July 1, 2009   No Comments

Two Photographs

I was going to write something along the lines of this:

I have stopped taking photographs.  Right now I don’t know where to point the camera, or when to press down on the shutter release.

But the words felt a little wrong: I am still taking some photographs, on occasion, and to say I have stopped wouldn’t be entirely true.  Yet I do feel that I am struggling to see things I want to photograph, struggling to put things into frames; and further to that, I am having trouble getting my head around the question of why I should even be spending time thinking about frames or looking for things at which to point a camera.  What is my aim, my purpose?

Here are two photographs, one that was taken a couple of weeks ago, and one that I took about an hour before writing this post:

A photograph taken on the road between Zhuhai and Doumen sometime during the June of 2009.

A photograph taken in my apartment in Lianyungang on the 30th of June, 2009.

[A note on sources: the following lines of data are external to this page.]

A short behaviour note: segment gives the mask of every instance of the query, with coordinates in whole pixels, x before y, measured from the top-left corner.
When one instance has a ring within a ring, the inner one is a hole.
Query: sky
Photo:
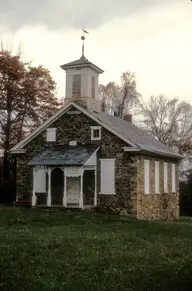
[[[0,0],[0,39],[48,68],[65,95],[60,65],[85,56],[105,72],[100,83],[136,73],[137,90],[192,103],[192,1]]]

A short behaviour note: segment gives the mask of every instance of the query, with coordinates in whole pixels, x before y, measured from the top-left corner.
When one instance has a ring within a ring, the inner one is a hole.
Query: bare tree
[[[180,154],[192,154],[192,106],[178,98],[151,96],[140,103],[141,125]]]
[[[125,72],[121,75],[120,84],[109,82],[107,85],[100,85],[100,100],[102,110],[123,117],[125,112],[130,111],[138,104],[141,94],[136,89],[135,74]]]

I don’t know what they say, or what I want them to say.  I feel as though I’ve taken them before, and I most probably have.  Aside from their significance as documents, or depictions, of my personal experiences, neither of them is especially unique, or especially meaningful.

My voice doesn’t seem to be speaking through them.

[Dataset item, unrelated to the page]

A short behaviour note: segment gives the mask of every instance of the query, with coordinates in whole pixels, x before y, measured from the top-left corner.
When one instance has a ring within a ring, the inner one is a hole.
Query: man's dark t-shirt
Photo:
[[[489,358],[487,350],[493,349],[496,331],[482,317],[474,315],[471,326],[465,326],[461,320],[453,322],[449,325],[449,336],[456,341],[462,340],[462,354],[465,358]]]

Within me, though, are ideas, thoughts, feelings that I want to express.  I may not be entirely certain of their shape or composition, but those things are definitely there: I can sense them pushing out, exerting pressure.  And I want them to be expressed.

June 30, 2009   1 Comment

Awful People Can Do Beautiful Things

Wise words from Ta-Nehisi Coates:

[…] Woody Allen wooed his wife’s adopted daughter, and may well be a child molester.  But I think Bananas makes me laugh.  Mike Tyson is, among other things, a convicted rapist.  But I had not lived until I saw him demolish Trevor Berbick.  And so on…

I guess I could peel these people out my life.  I guess I could stop seperating [sic] art from men.  Regrettably, I think, I wouldn’t be left with much art worth admiring.  Sometimes awful people, do beautiful things [sic].  One doesn’t cancel the other.  And mourning the loss of human life, does not excuse the sins of that life.

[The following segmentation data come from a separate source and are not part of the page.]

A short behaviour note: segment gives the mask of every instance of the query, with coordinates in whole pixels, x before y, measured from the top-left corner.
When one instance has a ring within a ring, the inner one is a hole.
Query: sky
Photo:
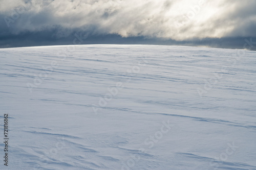
[[[0,0],[0,47],[116,43],[256,49],[255,0]]]

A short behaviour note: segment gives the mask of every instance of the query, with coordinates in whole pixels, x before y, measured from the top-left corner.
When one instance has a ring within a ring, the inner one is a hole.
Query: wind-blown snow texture
[[[90,45],[0,58],[8,169],[256,169],[255,52]]]

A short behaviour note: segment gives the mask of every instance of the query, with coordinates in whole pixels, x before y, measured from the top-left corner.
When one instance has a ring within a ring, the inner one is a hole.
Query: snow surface
[[[8,169],[256,169],[255,52],[88,45],[0,58]]]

People who don’t feel that way are welcome to their opinions.  I’m not sure why they insist that others share them.

I think the first time I had to grapple with this was when I studied T. S. Eliot at university.  I had read Eliot since secondary school, but during that time I had had only a passing awareness of his darker side.  It was while I was preparing papers on Eliot for my literature degree, a time when I was looking harder and closer at his work, and at the life behind the work, than I had ever previously looked, that I saw sides of the man (the man who was also the poet) that I found abhorrent.  At that time, young and full of fire (for reference, I am older, now, but still very fiery), I wanted my essays to critically eviscerate Eliot, to lay out on A4 paper all of the nastinesses I’d been told (told, in some cases, by critics who quite possibly had their own personal nastinesses lurking in the background) about this complicated man, this famous poet.  I wanted to tear into him because something about what he was, something about his beliefs, his ideologies, made me angry.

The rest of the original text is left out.